Even specialty apparel retail is getting hit with the acquisition bug.

Dress Barn (NASDAQ:DBRN) is acquiring Tween Brands (NYSE:TWB) in an all-stock transaction. Tween Brands stockholders will receive 0.47 shares of Dress Barn for every share they own.

Wall Street likes the deal. Usually you'll see an acquiring company's stock take a hit as its buyout target rises in a stock deal, but the market was sending both stocks higher this morning.

Maybe Mr. Market is just in shock. For starters, most specialty retailers have been heading in the opposite direction and shedding concepts lately. Abercrombie & Fitch (NYSE:ANF) is undoing its Ruehl chain. Talbots (NYSE:TLB) is dumping J. Jill and handing it over to a private equity firm. And Aeropostale (NYSE:ARO) is kicking Jimmy'Z to the curb.

There's also the odd pairing of the preteens who flock to Tween's Justice and Limited Too shops with the older clientele at Dress Barn's 841 eponymous stores. Dress Barn also owns maurices -- a 716-unit "authority for the savvy, fashion-conscious customer with a twenty-something attitude" -- but that's still at least half a generation away from Tween's pint-sized clientele.

But maybe Dress Barn is on to something by chasing the preteen market. One of the few new concepts to launch this year is Aeropostale's P.S., which aims squarely at the Jonas Brothers-loving 7- to 12-year-old demographic. 

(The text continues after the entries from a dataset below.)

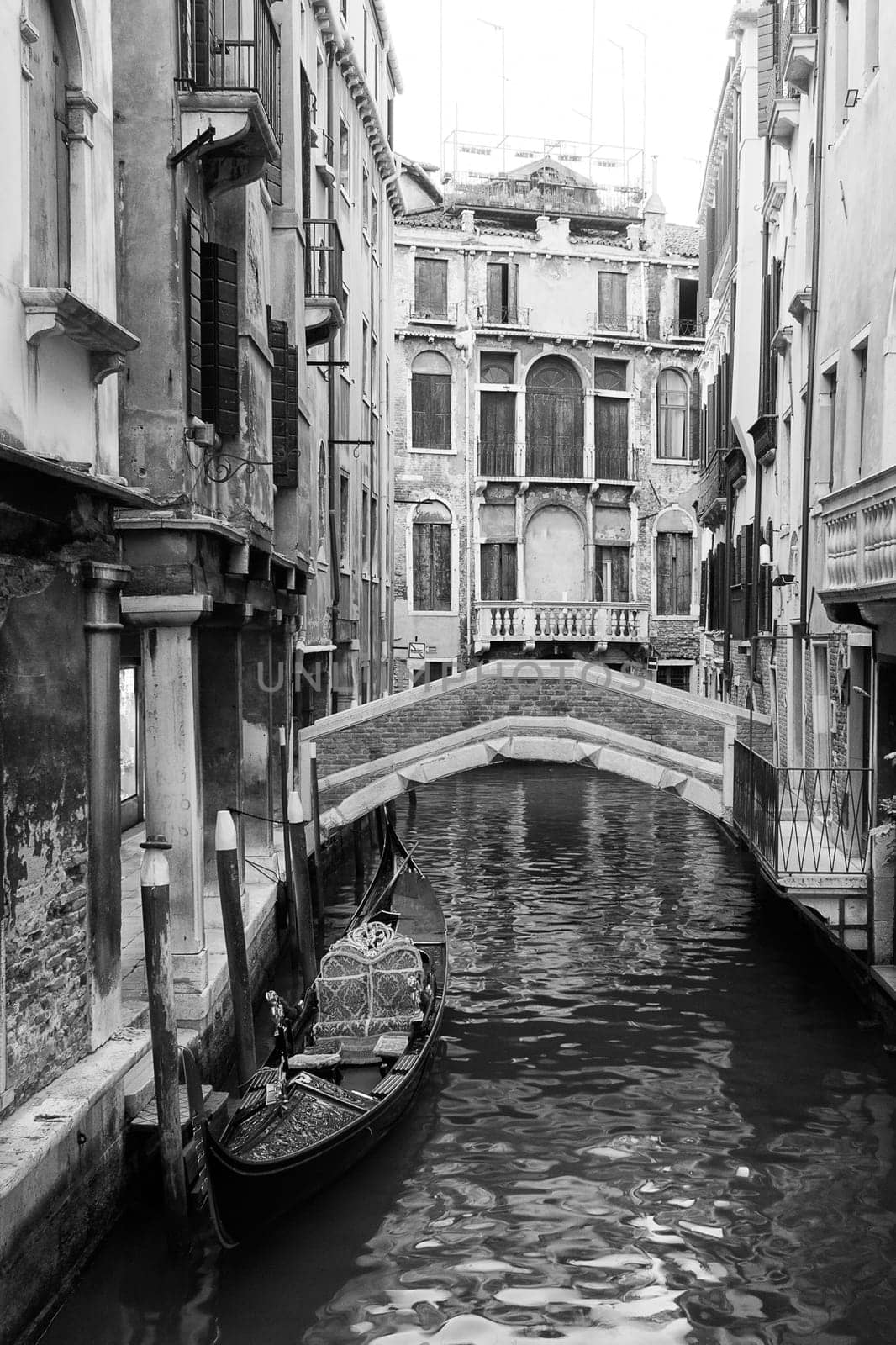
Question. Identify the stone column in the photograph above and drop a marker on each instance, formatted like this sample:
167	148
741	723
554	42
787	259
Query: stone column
221	733
260	678
103	629
172	777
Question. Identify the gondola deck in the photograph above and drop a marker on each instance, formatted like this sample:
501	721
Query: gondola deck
298	1130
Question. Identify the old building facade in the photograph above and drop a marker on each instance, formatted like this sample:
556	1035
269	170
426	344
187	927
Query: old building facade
195	326
546	428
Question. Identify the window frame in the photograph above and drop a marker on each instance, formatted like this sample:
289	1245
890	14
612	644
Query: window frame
683	457
451	609
414	380
419	309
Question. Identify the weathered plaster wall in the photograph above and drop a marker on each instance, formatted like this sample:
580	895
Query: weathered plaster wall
44	744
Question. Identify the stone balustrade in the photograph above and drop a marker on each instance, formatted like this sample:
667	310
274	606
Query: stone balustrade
860	537
526	622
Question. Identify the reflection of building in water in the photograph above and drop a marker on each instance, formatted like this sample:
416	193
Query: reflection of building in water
546	419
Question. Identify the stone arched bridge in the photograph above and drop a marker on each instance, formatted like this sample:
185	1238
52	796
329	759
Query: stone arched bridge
561	710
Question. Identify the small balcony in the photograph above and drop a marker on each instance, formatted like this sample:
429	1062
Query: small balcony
323	280
230	91
582	623
860	549
710	502
441	315
620	324
687	329
503	315
808	827
798	42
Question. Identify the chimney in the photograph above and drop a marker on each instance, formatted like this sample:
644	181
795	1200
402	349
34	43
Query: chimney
656	215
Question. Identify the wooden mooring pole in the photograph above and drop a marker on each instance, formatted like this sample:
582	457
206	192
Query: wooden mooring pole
304	915
155	898
284	802
228	865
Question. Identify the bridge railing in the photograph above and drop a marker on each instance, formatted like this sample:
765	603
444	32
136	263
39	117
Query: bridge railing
619	622
802	820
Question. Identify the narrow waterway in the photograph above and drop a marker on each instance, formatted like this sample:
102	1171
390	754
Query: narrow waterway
654	1121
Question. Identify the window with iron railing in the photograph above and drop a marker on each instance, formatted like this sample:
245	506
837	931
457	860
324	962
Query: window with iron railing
235	46
555	420
323	259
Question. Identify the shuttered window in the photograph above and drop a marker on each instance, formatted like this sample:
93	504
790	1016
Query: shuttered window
672	414
501	293
430	557
219	390
430	288
498	571
611	573
284	405
611	300
555	421
430	403
611	437
674	573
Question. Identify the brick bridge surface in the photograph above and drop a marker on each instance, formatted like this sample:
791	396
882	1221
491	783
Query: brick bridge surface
559	710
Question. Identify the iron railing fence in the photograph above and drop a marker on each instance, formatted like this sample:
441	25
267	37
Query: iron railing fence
235	45
804	820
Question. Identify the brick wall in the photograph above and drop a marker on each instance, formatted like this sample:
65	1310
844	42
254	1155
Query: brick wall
439	715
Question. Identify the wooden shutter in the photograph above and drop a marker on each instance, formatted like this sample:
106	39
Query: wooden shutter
694	416
611	299
219	356
498	569
497	434
665	575
440	535
619	575
420	409
683	548
203	27
194	314
440	410
767	50
495	303
611	437
656	282
284	405
513	293
430	287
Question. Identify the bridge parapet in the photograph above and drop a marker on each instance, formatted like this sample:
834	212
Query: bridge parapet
587	706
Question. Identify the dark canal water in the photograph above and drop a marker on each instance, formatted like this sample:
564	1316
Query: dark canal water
653	1122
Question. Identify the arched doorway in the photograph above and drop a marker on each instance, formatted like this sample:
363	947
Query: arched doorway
555	558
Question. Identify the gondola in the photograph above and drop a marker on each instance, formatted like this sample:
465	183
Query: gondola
349	1062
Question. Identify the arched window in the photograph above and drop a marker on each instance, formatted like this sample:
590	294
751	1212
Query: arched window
430	558
49	206
672	414
555	420
430	403
322	502
674	564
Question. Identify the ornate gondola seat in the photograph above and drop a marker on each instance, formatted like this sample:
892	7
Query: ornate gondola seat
370	984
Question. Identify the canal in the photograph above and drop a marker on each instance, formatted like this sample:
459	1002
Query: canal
654	1118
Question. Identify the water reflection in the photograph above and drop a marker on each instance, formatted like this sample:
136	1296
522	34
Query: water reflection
651	1122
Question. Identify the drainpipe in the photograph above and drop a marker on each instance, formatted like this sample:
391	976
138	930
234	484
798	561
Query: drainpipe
821	62
335	558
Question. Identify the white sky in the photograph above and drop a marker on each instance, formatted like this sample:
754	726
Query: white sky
548	46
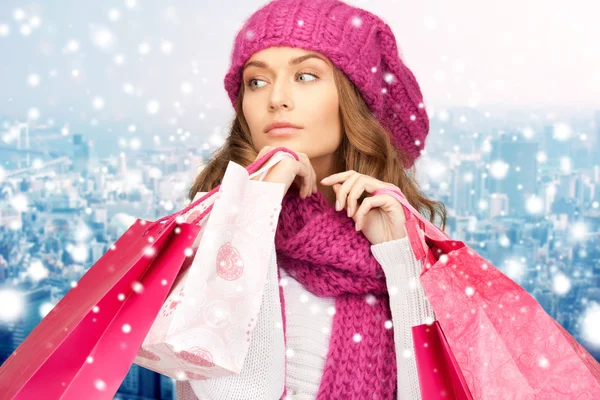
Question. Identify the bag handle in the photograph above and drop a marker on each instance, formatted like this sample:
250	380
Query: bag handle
417	227
253	169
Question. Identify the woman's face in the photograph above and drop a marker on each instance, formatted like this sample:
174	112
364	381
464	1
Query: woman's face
279	86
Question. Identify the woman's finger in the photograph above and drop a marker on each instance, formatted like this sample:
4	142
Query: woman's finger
367	205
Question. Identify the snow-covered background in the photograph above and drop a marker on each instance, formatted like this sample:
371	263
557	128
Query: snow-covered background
108	108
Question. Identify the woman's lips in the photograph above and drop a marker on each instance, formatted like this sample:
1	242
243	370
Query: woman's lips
282	131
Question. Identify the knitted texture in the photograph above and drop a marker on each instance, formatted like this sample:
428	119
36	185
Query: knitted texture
319	247
359	43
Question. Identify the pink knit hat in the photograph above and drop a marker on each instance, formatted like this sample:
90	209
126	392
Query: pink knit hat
358	43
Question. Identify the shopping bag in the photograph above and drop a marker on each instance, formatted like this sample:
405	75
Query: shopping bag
205	325
85	345
439	374
505	344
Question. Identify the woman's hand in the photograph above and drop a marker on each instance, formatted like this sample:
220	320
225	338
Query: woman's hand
290	171
380	218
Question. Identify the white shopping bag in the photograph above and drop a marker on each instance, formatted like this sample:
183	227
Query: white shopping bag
205	325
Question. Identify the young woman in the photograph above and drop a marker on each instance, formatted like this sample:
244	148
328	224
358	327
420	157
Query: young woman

It also helps that Dress Barn expects this deal to be accretive in future years, after simply being neutral to the company's bottom line this year. For those scoring at home, Tween Brands is one of the many companies that Limited Brands (NYSE:LTD) has spun off over the years, the best-known being Abercrombie & Fitch in 1996.

I've been shaking my head at the retailers that are cutting back these days, because they're missing the point. Mall landlords have a lot of empty spaces to lease out, and shoppers have fewer choices. Sure, a lot of that traffic is gravitating online, but you'll never get better lease terms out of desperate mall owners than you will right now.

It's a time to grow, with or without the tweeners. So I applaud this deal, as peculiar as it seems.